Vitamin D supplementation appears to reduce the risk of falls among ambulatory or institutionalized older individuals with stable health by more than 20%.
■ Fletcher PC, Hirdes JP. Risk factors for falling among community-based seniors using home care services. J Gerontol A Biol Sci Med Sci. 2002;57(8):M504–M510.
This study and the Kron study (see below) focus on the use of easy-to-administer instruments to assess fall risk, one for nursing-home residents, and one for seniors using home care. There are no surprising results here, but the sample sizes are quite large and the findings quite compatible with previously recognized fall risk factors. Application of these instruments to the appropriate populations might better operationalize the targeting of interventions to those at greatest risk of falls.
■ Gillespie L, Gillespie W, Robertson M, et al. Interventions for preventing falls in elderly people. Cochrane Database Syst Rev. 2003;4:CD00340; 2005 update.
The Cochrane Library of systematic review is a valuable resource for evaluating clinical trials of various therapeutic interventions. Since few such reviews specifically focus on older persons, it is particularly notable that this systematic review, first published in 1995, has now been updated to 2003. This most recent update reviews the growing number of clinical trials in the area of falls prevention. The results of this systematic review demonstrated which interventions are likely to be beneficial: multidisciplinary, multifactorial, health and environmental risk-factor screening or intervention programs; Tai Chi, muscle strengthening, and balance training by trained professionals; home hazard assessment and modification that is professionally prescribed for elderly persons with a history of falling; and withdrawal of psychotropic medication.
■ Kron M, Loy S, Sturm E, et al. Risk indicators for falls in institutionalized frail elderly. Am J Epidemiol. 2003;158(7):645–653.

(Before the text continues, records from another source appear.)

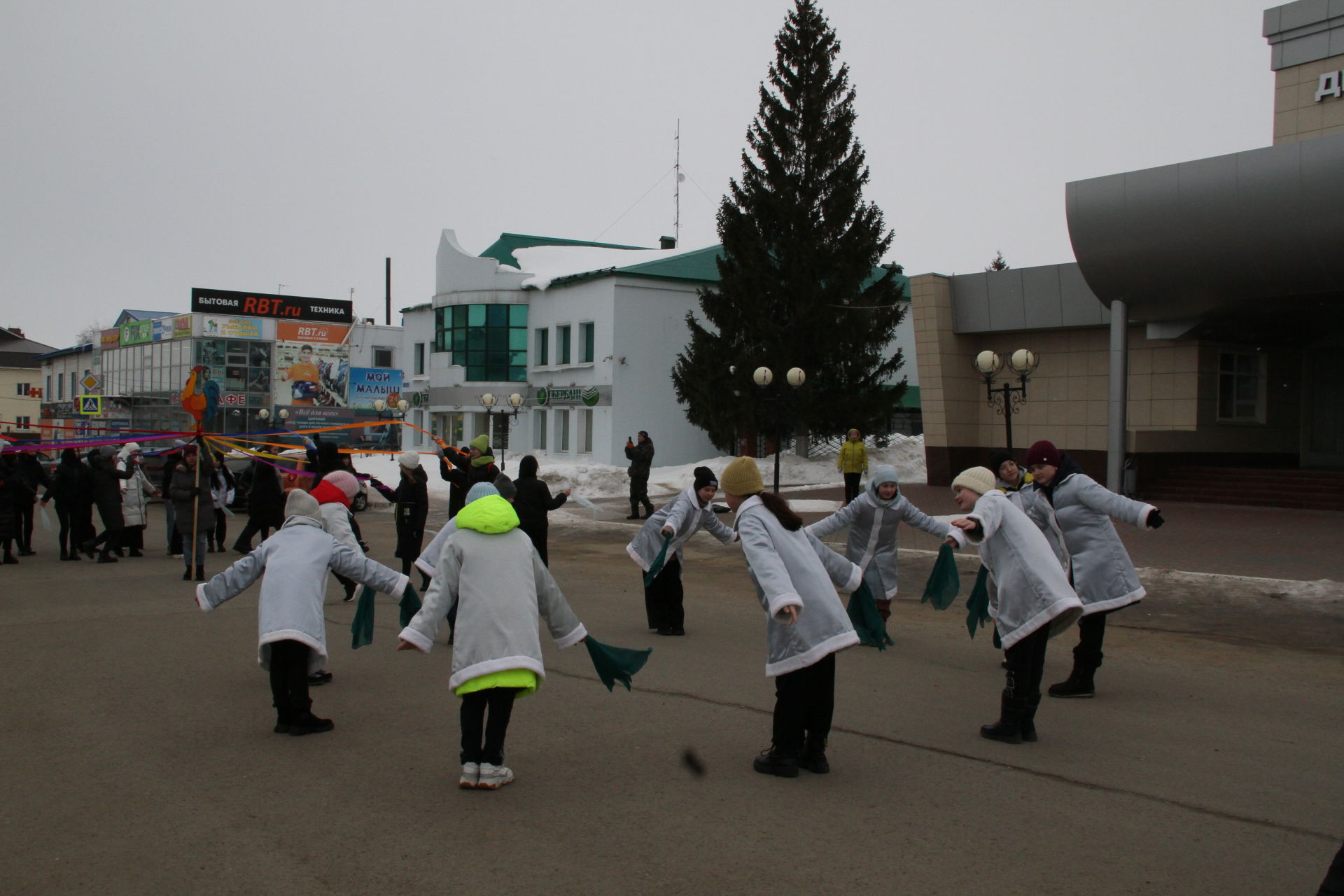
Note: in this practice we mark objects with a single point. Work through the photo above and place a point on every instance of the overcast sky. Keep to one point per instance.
(155, 147)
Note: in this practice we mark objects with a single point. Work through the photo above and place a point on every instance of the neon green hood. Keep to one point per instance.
(489, 514)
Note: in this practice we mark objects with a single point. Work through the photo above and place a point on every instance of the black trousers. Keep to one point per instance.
(804, 701)
(1027, 664)
(67, 535)
(220, 528)
(23, 516)
(663, 598)
(640, 493)
(500, 701)
(1092, 631)
(289, 676)
(851, 486)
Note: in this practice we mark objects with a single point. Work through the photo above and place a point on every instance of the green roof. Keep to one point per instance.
(502, 248)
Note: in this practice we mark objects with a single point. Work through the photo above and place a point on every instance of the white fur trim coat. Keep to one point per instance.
(874, 535)
(1104, 575)
(685, 516)
(502, 590)
(1031, 586)
(794, 568)
(295, 562)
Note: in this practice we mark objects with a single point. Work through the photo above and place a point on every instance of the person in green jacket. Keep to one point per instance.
(854, 464)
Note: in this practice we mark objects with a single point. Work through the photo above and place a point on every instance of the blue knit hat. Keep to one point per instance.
(480, 491)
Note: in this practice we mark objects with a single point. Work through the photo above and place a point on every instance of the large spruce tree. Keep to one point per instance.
(800, 282)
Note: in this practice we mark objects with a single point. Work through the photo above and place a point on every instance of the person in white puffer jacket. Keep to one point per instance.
(292, 630)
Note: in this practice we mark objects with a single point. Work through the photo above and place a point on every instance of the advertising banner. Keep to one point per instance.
(312, 365)
(213, 327)
(218, 301)
(369, 384)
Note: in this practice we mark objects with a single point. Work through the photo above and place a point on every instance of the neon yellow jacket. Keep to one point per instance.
(854, 457)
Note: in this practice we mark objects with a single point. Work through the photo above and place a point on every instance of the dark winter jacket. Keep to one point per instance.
(641, 458)
(412, 500)
(265, 496)
(534, 500)
(106, 488)
(185, 493)
(70, 482)
(463, 477)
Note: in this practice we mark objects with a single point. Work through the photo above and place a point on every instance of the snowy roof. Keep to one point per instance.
(550, 264)
(503, 248)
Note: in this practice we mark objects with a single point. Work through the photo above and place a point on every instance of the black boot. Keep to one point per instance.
(777, 761)
(284, 718)
(1028, 719)
(1079, 682)
(815, 757)
(305, 723)
(1008, 729)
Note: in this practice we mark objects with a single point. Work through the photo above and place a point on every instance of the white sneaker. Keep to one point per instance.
(493, 777)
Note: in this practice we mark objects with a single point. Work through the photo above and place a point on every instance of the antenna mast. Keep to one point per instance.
(676, 222)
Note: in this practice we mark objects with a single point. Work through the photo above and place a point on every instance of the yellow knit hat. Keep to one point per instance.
(741, 477)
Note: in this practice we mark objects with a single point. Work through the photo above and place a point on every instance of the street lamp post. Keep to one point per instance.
(1006, 399)
(488, 402)
(762, 377)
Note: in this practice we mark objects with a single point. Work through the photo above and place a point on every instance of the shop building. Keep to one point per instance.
(265, 360)
(20, 381)
(1199, 328)
(585, 333)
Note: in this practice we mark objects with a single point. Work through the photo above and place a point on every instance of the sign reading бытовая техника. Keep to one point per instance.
(220, 301)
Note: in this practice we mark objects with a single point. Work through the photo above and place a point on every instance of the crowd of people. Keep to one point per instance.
(1044, 532)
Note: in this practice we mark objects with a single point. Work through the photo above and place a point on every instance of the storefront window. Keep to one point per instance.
(489, 342)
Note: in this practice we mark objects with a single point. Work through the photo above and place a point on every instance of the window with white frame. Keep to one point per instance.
(1241, 387)
(562, 344)
(585, 431)
(562, 426)
(539, 430)
(542, 347)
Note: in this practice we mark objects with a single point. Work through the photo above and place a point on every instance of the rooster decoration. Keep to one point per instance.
(201, 396)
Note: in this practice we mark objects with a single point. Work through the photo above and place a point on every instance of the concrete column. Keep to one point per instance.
(1119, 396)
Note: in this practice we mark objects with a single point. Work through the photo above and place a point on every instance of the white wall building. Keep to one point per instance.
(587, 333)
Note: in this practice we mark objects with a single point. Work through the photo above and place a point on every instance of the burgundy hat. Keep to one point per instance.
(1043, 451)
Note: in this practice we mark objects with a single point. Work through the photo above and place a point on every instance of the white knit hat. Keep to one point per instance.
(302, 504)
(977, 479)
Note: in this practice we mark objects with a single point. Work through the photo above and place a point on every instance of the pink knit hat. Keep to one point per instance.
(344, 481)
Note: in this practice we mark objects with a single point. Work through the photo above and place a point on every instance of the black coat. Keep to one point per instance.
(412, 500)
(265, 496)
(533, 503)
(106, 488)
(463, 476)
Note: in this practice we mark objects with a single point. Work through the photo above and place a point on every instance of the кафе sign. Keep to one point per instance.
(219, 301)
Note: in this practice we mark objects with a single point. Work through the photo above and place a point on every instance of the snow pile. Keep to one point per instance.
(546, 264)
(592, 480)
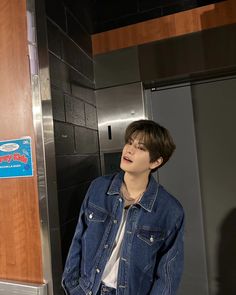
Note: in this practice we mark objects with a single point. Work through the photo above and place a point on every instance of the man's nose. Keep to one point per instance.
(131, 148)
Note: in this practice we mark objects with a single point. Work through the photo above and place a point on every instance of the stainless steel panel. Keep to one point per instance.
(45, 154)
(214, 113)
(17, 288)
(117, 107)
(172, 107)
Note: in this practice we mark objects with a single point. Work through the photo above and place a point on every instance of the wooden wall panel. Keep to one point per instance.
(190, 21)
(20, 245)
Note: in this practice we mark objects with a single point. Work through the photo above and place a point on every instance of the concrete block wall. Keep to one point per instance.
(74, 113)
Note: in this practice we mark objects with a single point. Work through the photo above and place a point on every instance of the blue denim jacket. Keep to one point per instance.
(152, 250)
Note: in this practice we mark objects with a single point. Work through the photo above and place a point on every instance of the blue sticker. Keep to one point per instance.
(16, 158)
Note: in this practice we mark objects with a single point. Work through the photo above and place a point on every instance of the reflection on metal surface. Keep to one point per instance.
(117, 107)
(45, 154)
(10, 287)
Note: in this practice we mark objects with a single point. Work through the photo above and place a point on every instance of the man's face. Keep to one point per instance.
(135, 157)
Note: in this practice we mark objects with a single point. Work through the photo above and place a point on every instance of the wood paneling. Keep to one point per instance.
(20, 245)
(190, 21)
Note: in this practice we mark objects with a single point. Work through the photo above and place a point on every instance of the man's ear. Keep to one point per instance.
(157, 163)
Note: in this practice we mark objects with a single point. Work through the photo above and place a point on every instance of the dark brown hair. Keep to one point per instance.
(156, 138)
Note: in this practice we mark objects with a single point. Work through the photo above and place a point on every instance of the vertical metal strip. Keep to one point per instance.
(45, 151)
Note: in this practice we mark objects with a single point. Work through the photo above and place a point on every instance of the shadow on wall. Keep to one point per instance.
(227, 255)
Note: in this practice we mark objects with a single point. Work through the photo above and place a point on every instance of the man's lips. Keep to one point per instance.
(126, 158)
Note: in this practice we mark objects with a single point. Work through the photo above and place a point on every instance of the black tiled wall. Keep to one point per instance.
(74, 112)
(109, 14)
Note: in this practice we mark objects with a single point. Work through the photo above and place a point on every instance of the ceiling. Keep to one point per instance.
(103, 15)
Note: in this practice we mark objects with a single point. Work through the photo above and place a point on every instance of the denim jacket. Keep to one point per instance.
(151, 261)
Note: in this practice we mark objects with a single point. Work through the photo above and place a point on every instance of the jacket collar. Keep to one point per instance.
(148, 199)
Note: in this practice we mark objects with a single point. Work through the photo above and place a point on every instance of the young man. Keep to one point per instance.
(129, 237)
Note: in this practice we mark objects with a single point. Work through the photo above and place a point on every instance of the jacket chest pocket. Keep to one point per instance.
(150, 236)
(95, 214)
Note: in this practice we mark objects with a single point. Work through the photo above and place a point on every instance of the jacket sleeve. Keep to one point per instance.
(170, 266)
(71, 274)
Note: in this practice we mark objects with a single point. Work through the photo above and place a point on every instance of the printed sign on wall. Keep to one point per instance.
(16, 158)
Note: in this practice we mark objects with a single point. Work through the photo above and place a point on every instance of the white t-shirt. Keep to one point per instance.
(110, 273)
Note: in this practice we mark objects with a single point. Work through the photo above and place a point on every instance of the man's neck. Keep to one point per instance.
(135, 184)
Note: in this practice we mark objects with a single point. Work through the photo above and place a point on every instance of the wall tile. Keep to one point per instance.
(70, 200)
(84, 93)
(77, 32)
(74, 56)
(78, 79)
(76, 169)
(91, 116)
(64, 138)
(59, 74)
(86, 140)
(58, 105)
(74, 111)
(54, 39)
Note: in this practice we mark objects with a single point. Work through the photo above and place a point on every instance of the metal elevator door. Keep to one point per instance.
(172, 108)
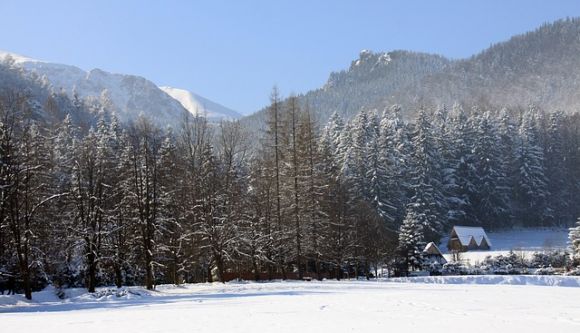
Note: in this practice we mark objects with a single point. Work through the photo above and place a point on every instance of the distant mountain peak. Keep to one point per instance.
(198, 105)
(127, 95)
(18, 59)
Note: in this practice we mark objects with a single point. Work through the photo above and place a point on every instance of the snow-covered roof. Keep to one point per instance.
(465, 234)
(432, 248)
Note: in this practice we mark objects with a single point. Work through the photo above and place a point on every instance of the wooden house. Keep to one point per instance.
(432, 254)
(464, 239)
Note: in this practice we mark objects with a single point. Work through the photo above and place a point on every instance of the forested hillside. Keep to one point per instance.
(138, 204)
(540, 67)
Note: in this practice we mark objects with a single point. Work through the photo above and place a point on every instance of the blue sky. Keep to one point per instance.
(233, 52)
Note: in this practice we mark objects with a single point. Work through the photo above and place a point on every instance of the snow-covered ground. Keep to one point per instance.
(330, 306)
(523, 242)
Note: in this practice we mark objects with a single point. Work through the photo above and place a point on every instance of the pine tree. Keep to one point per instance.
(531, 187)
(426, 179)
(574, 237)
(411, 236)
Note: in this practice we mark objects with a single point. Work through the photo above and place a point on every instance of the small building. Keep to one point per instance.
(464, 239)
(432, 254)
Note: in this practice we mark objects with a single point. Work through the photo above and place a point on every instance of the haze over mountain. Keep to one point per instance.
(541, 67)
(126, 95)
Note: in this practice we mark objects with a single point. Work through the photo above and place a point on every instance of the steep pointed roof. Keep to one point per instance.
(432, 248)
(466, 234)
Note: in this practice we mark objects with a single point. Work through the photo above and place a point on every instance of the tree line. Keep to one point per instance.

This is a 1-year prospective observational study of risk factors for falls in a sample of institutional frail elderly persons residing in German long-term-care facilities. The value of the study is that the authors used variables derived from the Minimum Data Set, thus permitting clinical application to nursing-home assessments commonly performed in the United States. In addition, the study identified five modifiable risks (urinary incontinence, cognitive impairment, use of restraints, depression, and transfer difficulties) that might be targeted to reduce the risk of falls in the nursing home.
■ Parker MJ, Gillespie LD, Gillespie WJ. Hip protectors for preventing hip fractures in the elderly. Cochrane Database Syst Rev. 2004;3:CD001255.
This outstanding systematic review from the Cochrane Collaboration highlights the controversy surrounding the randomized trials of hip protectors. The finding that hip protectors conferred a benefit in reducing hip fractures when considering studies that randomized facilities or units within facilities but not when considering studies that randomized individuals suggests that the hip protectors studied may not be effective. Alternatively, by being in a study, seniors wearing hip protectors may be “protected” by other safeguards used by staff within a facility housing seniors who are wearing these garments.
■ Robertson MC, Devlin N, Gardner MM, et al. Effectiveness of economic evaluation of a nurse delivered home exercise programme to prevent falls. 1: randomised controlled trial. BMJ. 2001;322(7288):697–701.
The authors used a randomized controlled trial to study the impact of a nurse-delivered home exercise program on 240 men and women aged 75 years and older. Outcome measures included number of falls, number of resultant injuries, program costs, and hospital costs associated with falls. Total falls, serious injuries, and hospitalizations due to falls were all reduced. Cost-effectiveness was demonstrated for participants 80 years and older.